REIV president Leah Calnan told News Corp that the final weeks of this year could see a massive rush to market, with the potential to hit 1000 auctions in one weekend as pent-up demand is released. Of course, increased supply doesn’t usually support higher prices, but there is still an appetite for real estate out there, so major discounts are unlikely.
But, in saying this, there have been some stunning results with vendors achieving sales way beyond their expectations and tens or even hundreds of thousands above their reserve price.
As I said earlier, there appears to be a FOMO effect happening in Melbourne. Whether it’s just people happy to no longer be in lockdown, or more likely, that many people who have still held a job and been able to save (well there is only so much online shopping one can do) have now put themselves in a better position to be able to take advantage of this low interest rate environment.
CoreLogic data reveals the median house price in Melbourne is $695,000 by week ending November 22 and the median unit price is $564,000.
The impact of Queensland’s handling of the COVID pandemic on the property market cannot be overstated.
The property market was naturally moving towards virtual tours and online settlements before the pandemic, but most purchasers still want to inspect their potential new home in person. So, while transactions stalled in March and April, by May restrictions started easing and sale numbers began to pick up the pace.
Brisbane’s inner and middle rings are once again where the main activity has occurred. Off-market sales are on the rise as limited stock levels outstrip buyer interest. In reality, a well-connected buyer’s agent is essential if you’re looking for a property and want to beat some heavy competition.
In the most recent two to three months, agents are reporting strong interest in ‘lifestyle’ properties – waterfront or tree-change properties that deliver a quality of life focus. The pandemic has brought into sharp relief the idea of home as sanctuary and agents are consistently reporting buyer interest is in homes that have space and clearly delineated areas for work and relaxation. This has fed demand further afield and toward the beaches. Some notable results for the Sunshine State include auction clearance rate data from CoreLogic, which shows the Gold Coast and Sunshine Coast achieving a clearance rate of 62.5 per cent and 69.2 per cent respectively. This is substantially higher than the state average which usually overs around 40 per cent or so.
As the year draws to a close, it’s likely Brisbane’s city suburbs will see a modest lift in median house prices.
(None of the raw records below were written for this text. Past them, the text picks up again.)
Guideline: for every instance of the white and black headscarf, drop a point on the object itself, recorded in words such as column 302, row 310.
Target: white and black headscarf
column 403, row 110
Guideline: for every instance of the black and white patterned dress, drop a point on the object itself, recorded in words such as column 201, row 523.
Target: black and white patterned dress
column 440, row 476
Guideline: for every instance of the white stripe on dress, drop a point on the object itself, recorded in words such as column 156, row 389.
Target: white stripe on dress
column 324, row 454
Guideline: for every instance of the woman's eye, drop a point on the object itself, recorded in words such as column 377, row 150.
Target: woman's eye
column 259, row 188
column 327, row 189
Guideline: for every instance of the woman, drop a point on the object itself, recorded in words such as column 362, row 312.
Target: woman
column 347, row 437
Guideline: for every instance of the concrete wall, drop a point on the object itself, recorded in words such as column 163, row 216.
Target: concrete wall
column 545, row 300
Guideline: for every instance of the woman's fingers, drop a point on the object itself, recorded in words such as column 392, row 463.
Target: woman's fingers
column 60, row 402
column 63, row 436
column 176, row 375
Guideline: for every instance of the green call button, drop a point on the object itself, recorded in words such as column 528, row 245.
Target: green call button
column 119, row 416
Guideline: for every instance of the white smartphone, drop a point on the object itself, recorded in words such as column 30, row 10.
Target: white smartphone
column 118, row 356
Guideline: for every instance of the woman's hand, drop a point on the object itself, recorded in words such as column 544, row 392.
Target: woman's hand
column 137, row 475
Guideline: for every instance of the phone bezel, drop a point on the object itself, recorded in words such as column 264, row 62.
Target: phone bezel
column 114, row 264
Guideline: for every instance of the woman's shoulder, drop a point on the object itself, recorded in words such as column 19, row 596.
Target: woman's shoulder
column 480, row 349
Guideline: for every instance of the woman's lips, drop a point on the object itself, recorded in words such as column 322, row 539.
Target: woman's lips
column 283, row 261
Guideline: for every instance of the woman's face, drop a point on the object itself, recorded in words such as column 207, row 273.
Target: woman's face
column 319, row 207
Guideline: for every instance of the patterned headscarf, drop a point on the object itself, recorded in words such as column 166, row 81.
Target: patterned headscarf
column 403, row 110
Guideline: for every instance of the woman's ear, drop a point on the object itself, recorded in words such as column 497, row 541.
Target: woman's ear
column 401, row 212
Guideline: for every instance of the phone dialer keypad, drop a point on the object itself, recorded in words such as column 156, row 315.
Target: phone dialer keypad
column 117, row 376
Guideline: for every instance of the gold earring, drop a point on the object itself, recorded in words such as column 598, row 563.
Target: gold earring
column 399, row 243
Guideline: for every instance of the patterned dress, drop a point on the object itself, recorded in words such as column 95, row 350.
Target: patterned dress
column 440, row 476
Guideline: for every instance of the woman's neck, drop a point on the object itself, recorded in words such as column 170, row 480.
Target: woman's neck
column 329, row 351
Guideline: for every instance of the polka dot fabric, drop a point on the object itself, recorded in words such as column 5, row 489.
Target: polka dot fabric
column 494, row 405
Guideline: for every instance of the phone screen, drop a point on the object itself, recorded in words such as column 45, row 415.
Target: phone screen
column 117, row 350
This is an extraordinary result that few would have thought possible in March or April of this year.
CoreLogic year-to-date data shows Brisbane home values are up 2.3 per cent, a strong result and leading all capital cities, except Adelaide which has shown 4.2 per cent growth.
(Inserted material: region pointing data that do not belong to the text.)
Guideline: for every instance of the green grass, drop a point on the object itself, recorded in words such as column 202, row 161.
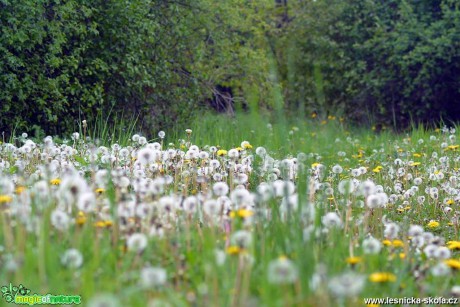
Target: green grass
column 187, row 249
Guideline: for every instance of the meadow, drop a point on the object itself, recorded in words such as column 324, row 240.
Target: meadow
column 232, row 212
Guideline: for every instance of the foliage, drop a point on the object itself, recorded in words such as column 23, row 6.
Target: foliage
column 393, row 61
column 65, row 61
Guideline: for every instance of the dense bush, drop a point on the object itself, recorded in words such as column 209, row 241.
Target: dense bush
column 391, row 61
column 64, row 61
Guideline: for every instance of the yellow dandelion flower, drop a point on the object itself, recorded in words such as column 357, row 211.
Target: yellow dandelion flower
column 381, row 277
column 386, row 242
column 353, row 260
column 433, row 224
column 99, row 224
column 454, row 264
column 20, row 189
column 108, row 223
column 221, row 152
column 55, row 181
column 244, row 213
column 80, row 219
column 4, row 199
column 454, row 245
column 233, row 250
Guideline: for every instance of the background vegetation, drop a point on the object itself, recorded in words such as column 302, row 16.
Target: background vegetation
column 384, row 62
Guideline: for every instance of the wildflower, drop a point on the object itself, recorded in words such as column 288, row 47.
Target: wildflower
column 60, row 220
column 233, row 153
column 282, row 271
column 331, row 219
column 371, row 245
column 441, row 269
column 454, row 245
column 415, row 230
column 381, row 277
column 244, row 213
column 137, row 242
column 212, row 207
column 146, row 156
column 221, row 152
column 261, row 151
column 19, row 189
column 246, row 145
column 55, row 181
column 391, row 230
column 220, row 257
column 337, row 169
column 346, row 187
column 353, row 260
column 346, row 285
column 454, row 264
column 153, row 277
column 220, row 188
column 4, row 199
column 81, row 218
column 386, row 242
column 433, row 224
column 234, row 250
column 72, row 258
column 242, row 238
column 86, row 202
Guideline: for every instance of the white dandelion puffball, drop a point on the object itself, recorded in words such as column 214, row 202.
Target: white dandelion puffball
column 153, row 277
column 137, row 242
column 282, row 271
column 72, row 258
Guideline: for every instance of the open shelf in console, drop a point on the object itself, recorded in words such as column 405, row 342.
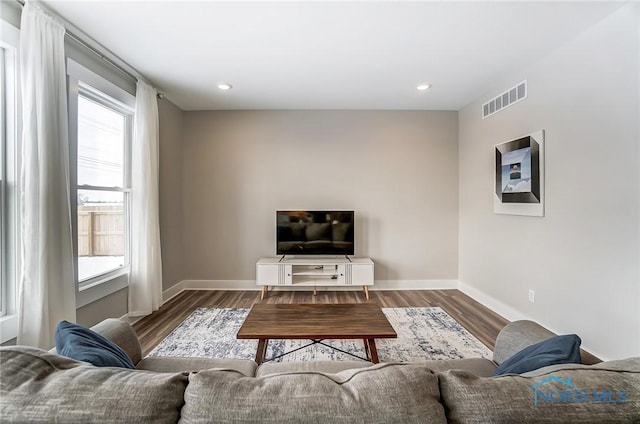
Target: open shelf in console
column 314, row 272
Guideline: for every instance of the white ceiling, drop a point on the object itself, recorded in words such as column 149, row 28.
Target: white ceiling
column 329, row 55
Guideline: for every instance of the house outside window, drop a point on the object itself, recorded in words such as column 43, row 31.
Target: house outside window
column 104, row 131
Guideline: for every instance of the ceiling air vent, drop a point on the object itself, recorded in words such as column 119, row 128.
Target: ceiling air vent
column 506, row 99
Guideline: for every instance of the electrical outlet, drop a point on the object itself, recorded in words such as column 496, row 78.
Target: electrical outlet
column 532, row 296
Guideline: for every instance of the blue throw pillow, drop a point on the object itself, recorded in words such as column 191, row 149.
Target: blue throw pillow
column 556, row 350
column 82, row 344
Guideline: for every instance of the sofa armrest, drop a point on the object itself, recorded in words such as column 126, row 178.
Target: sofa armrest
column 122, row 334
column 517, row 335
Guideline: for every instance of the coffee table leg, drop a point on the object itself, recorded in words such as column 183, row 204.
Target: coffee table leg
column 372, row 349
column 366, row 348
column 366, row 291
column 262, row 349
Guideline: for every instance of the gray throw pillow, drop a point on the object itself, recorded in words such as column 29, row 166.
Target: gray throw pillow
column 41, row 387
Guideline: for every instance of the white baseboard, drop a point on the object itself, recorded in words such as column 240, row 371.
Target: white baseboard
column 492, row 303
column 251, row 285
column 414, row 285
column 512, row 314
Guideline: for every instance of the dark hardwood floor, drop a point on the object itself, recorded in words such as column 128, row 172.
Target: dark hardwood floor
column 476, row 318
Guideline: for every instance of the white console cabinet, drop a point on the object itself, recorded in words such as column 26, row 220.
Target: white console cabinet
column 314, row 272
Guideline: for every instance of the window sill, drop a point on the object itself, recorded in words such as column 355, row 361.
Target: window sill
column 97, row 288
column 8, row 327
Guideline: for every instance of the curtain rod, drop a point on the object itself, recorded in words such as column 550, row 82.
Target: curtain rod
column 135, row 74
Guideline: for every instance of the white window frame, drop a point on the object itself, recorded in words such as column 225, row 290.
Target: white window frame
column 82, row 81
column 10, row 132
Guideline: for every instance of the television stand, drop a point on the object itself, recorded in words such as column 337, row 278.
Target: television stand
column 288, row 272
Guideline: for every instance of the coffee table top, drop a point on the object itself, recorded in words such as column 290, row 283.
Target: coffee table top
column 316, row 321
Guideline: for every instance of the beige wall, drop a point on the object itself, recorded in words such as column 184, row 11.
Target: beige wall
column 582, row 258
column 397, row 170
column 171, row 205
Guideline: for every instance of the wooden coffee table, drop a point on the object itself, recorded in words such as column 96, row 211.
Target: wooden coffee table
column 317, row 322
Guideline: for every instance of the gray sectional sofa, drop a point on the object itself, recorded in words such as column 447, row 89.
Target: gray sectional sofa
column 39, row 386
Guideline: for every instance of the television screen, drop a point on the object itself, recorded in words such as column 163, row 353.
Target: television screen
column 315, row 233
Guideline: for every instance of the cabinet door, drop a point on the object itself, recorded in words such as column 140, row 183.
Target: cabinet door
column 273, row 274
column 355, row 274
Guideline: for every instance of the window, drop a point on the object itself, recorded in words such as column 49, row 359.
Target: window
column 9, row 164
column 104, row 128
column 3, row 143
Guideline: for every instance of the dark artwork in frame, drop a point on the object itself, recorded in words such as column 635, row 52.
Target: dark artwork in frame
column 519, row 176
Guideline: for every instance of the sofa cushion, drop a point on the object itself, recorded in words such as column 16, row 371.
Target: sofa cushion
column 384, row 393
column 82, row 344
column 330, row 367
column 41, row 387
column 555, row 350
column 560, row 393
column 479, row 366
column 177, row 364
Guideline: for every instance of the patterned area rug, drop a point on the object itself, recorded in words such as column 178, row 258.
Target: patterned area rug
column 423, row 333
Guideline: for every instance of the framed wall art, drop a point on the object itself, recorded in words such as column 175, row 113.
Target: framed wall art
column 519, row 176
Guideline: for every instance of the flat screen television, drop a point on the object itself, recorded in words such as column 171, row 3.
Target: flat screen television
column 315, row 232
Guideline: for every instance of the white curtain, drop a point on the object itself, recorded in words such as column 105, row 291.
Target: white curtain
column 47, row 284
column 145, row 283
At the close of the week ending November 22, the Brisbane median house price was $529,000, based on 889 sales and unit price was $412,000 from 227 sales.
The great Australian dream is alive and well still and if you’ve retained your job and taken advantage of the savings during this time, then you could be well positioned indeed to make that 1st or next purchase.
But if you are thinking of this and want to “wait to see what happens” then I’d hazard against this approach as the State and Federal governments have made it clear that the Australian economic recovery will focus on jobs and a key component to this is housing and with the low interest rates here to stay for a long while, then I believe that the next few years could represent good times for all of our housing markets.